Son mot si franc, mais si stupide, vint tout changer en un instant;

Mathilde, sûre d’être aimée, le méprisa parfaitement.

Elle se promenait avec lui au moment de ce propos maladroit; elle le quitta, et son dernier regard exprimait le plus affreux mépris. Rentrée au salon, de toute la soirée elle ne le regarda plus. Le lendemain ce mépris occupait tout son coeur; il n’était plus question du mouvement qui, pendant huit jours, lui avait fait trouver tant de plaisir à traiter Julien comme l’ami le plus intime, sa vue lui était désagréable. La sensation de Mathilde alla bientôt jusqu’au dégoût; rien ne saurait exprimer l’excès du mépris qu’elle éprouvait en le rencontrant sous ses yeux.

Julien n’avait rien compris à tout ce qui s’était passé dans le coeur de Mathilde, mais sa vanité clairvoyante discerna le mépris. Il eut le bon sens de ne paraître devant elle que le plus rarement possible, et jamais ne la regarda.

Mais ce ne fut pas sans une peine mortelle qu’il se priva en quelque sorte de sa présence. Il crut sentir que son malheur s’en augmentait encore. Le courage d’un coeur d’homme ne peut aller plus loin, se disait-il. Il passait sa vie à une petite fenêtre dans les combles de l’hôtel; la persienne en était fermée avec soin, et de là du moins il pouvait apercevoir Mlle de La Mole dans les instants où elle paraissait au jardin.

Que devenait-il quand, après dîner, il la voyait se promener avec M. de Caylus, M. de Luz ou tel autre pour qui elle lui avait avoué quelque velléité d’amour autrefois éprouvée?

Julien n’avait pas l’idée d’une telle intensité de malheur il était sur le point de jeter des cris, cette âme si fermé était enfin bouleversée de fond en comble.

Toute pensée étrangère à Mlle de La Mole lui était devenue odieuse; il était incapable d’écrire les lettres les plus simples.

—Vous êtes fou, lui dit un matin le marquis.

Julien, tremblant d’être deviné, parla de maladie et parvint à se faire croire. Heureusement pour lui, M. de La Mole le plaisanta à dîner sur son prochain voyage: Mathilde comprit qu’il pouvait être fort long. Il y avait déjà plusieurs jours que Julien la fuyait, et les jeunes gens si brillants qui avaient tout ce qui manquait à cet être si pâle et si sombre autrefois aimé d’elle, n’avaient plus le pouvoir de la tirer de sa rêverie.

Une fille ordinaire, se disait-elle, eût cherché l’homme qu’elle préfère parmi ces jeunes gens qui attirent tous les regards dans un salon; mais un des caractères du génie est de ne pas traîner sa pensée dans l’ornière tracée par le vulgaire.
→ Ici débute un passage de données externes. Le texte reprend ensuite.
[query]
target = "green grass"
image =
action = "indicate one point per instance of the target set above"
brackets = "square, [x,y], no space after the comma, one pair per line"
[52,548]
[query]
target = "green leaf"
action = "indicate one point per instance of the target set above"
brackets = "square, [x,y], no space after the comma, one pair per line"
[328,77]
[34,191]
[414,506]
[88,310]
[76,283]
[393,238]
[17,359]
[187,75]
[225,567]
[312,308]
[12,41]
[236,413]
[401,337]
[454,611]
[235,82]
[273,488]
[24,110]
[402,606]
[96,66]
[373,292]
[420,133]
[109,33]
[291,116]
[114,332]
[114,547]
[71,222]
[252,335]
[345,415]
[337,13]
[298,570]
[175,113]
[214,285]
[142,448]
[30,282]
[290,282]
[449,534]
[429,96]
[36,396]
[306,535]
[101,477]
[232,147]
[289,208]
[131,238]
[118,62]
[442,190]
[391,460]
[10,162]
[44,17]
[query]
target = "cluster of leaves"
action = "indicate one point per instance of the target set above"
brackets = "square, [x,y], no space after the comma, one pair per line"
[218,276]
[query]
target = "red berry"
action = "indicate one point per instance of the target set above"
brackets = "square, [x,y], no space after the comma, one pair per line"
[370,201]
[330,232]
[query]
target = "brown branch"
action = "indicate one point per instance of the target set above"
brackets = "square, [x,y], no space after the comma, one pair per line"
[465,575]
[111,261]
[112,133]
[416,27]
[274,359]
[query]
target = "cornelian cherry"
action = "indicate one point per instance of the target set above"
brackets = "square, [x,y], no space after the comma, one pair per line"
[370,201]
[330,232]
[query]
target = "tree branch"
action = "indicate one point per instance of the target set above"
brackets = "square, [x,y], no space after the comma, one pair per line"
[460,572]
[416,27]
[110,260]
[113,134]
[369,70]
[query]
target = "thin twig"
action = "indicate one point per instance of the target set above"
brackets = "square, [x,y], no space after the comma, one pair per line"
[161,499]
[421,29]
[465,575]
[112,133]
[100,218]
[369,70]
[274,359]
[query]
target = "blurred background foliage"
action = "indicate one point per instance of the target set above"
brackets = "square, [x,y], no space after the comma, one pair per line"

Compagne d’un homme tel que Julien, auquel il ne manque que de la fortune que j’ai, j’exciterai continuellement l’attention, je ne passerai point inaperçue dans la vie. Bien loin de redouter sans cesse une révolution comme mes cousines, qui, de peur du peuple, n’osent pas gronder un postillon qui les mène mal, je serai sûre de jouer un rôle et un grand rôle, car l’homme que j’ai choisi a du caractère et une ambition sans bornes. Que lui manque-t-il? des amis, de l’argent? je lui donne tout cela. Mais sa pensée traitait un peu Julien en être inférieur dont on fait la fortune quand et comment on veut et de l’amour duquel on ne se permet pas même de douter.